Notwithstanding the resistance, much has been done. Aside from the developments of local government Mrs Granger emphasised the areas of health and education, saw pivotal developments over the past four years.
“We are seeing the availability in the region of medical services that were not there before. You go to the maternity ward at GPHC and there’s a difference from 2015 and 2019. They have the hot meals programme in schools and they’re trying to expand it. The parents in many instances do not have the burden of paying transportation to get their children to school. I have to commend the citizens of Guyana and corporate bodies that have donated these things,” the First Lady expressed.

Poverty alleviation
When questioned about how she feels about the poverty encountered during the campaign trail with husband and what she thinks can be done for the country’s poor, Ms. Granger responded ”they have already started to fix it”. “Dealing with instances of poverty, if you look at what is happening, the government has started to look at the social impact on our children, our people’s development,” she related.

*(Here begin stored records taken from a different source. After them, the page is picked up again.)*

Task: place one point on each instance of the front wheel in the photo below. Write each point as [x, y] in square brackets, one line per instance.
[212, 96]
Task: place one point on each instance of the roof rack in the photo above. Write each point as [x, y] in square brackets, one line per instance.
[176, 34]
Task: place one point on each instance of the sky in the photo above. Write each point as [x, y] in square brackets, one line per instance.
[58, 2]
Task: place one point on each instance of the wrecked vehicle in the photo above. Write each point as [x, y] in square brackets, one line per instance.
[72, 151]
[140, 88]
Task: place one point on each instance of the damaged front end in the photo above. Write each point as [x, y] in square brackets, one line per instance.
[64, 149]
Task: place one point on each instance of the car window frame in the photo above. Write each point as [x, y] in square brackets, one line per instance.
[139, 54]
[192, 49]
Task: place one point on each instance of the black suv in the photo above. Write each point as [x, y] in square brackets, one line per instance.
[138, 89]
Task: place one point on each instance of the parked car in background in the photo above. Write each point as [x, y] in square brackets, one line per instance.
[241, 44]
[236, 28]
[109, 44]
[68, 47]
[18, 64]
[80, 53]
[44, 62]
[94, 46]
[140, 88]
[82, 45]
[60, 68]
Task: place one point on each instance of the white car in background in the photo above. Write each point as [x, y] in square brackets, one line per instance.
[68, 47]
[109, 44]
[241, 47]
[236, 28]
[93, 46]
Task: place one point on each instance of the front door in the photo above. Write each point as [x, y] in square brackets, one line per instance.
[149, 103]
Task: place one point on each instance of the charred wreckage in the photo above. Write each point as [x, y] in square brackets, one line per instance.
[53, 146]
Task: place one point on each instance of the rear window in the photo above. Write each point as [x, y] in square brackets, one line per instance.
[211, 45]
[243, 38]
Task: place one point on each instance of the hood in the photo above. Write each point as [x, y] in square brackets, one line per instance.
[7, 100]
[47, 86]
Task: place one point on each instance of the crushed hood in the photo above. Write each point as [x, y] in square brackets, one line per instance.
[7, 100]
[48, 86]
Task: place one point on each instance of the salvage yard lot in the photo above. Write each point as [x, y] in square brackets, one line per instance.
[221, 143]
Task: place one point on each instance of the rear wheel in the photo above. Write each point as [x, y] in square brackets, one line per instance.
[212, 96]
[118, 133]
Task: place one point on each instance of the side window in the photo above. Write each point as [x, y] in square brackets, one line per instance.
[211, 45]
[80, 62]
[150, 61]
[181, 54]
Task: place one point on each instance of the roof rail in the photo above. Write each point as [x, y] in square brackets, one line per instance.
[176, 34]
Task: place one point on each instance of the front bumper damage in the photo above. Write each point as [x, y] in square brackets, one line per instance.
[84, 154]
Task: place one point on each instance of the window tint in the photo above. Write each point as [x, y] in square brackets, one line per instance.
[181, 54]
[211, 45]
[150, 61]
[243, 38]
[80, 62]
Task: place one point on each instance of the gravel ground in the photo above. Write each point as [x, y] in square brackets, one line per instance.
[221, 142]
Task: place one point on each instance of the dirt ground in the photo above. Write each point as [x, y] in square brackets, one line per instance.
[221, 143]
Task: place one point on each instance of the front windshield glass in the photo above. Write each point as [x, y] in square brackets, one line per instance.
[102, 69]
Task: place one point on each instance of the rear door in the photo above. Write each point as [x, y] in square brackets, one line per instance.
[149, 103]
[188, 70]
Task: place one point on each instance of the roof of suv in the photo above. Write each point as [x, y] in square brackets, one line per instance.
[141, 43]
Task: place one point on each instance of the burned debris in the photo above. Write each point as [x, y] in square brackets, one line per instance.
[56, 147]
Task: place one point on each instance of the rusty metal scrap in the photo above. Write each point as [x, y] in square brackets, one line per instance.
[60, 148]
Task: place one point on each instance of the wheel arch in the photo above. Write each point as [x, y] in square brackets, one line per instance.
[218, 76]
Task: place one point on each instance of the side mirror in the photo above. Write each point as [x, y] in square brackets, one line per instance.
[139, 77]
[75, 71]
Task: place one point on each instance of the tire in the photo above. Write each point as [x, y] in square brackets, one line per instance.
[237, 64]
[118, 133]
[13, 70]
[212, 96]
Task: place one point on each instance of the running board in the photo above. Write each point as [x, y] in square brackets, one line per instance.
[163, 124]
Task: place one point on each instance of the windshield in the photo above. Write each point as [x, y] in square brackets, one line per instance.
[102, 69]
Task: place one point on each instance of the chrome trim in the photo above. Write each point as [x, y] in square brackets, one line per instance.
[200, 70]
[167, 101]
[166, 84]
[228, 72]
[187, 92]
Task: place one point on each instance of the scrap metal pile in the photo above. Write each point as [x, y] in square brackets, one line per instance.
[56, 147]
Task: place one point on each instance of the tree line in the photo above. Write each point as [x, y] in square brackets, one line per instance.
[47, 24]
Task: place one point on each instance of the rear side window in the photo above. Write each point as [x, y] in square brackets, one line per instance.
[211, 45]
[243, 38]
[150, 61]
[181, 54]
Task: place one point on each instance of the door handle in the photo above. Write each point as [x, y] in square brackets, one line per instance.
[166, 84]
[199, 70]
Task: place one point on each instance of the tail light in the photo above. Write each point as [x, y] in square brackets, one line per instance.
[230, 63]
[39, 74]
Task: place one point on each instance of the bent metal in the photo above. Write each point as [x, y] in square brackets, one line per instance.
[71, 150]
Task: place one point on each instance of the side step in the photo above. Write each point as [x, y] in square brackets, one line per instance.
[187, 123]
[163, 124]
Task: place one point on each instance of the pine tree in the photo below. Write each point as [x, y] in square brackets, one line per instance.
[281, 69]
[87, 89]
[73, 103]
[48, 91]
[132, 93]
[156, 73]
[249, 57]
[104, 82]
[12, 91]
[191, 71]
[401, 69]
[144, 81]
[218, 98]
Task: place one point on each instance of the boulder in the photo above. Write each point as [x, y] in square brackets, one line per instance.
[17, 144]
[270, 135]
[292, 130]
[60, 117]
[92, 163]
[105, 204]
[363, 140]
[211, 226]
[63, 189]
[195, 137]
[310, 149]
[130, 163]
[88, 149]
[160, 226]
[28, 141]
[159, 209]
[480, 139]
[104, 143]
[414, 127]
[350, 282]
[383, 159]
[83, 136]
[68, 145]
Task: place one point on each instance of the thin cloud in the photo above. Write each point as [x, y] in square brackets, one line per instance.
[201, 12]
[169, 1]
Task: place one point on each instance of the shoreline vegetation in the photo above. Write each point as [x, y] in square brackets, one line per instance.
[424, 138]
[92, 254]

She reminded that when the APNU+AFC came into office in 2015, the government was faced with an uphill task of development deficits and limited resources. “We have to remember a government has to focus on its human resources as well as material. It had to pay several judgements made under the previous government to international companies. And that was a huge drain on the resources of this country before they can start looking at what they could do. We have to do better but we have to have resources to improve,” she said.

Because of that, she pointed out that the government had to carefully go about allocating resources, noting: “You’re seeing improvements but it’s not a jack in the box where everything pops out… you have to assess… you have to analyse, look at the resources you have, project the resources you need.”

She emphasized the need for more social programmes that target groups such as the elderly, and at risk youths in the communities, and believes that with the resources from the oil and gas sector more social programmes can be implemented.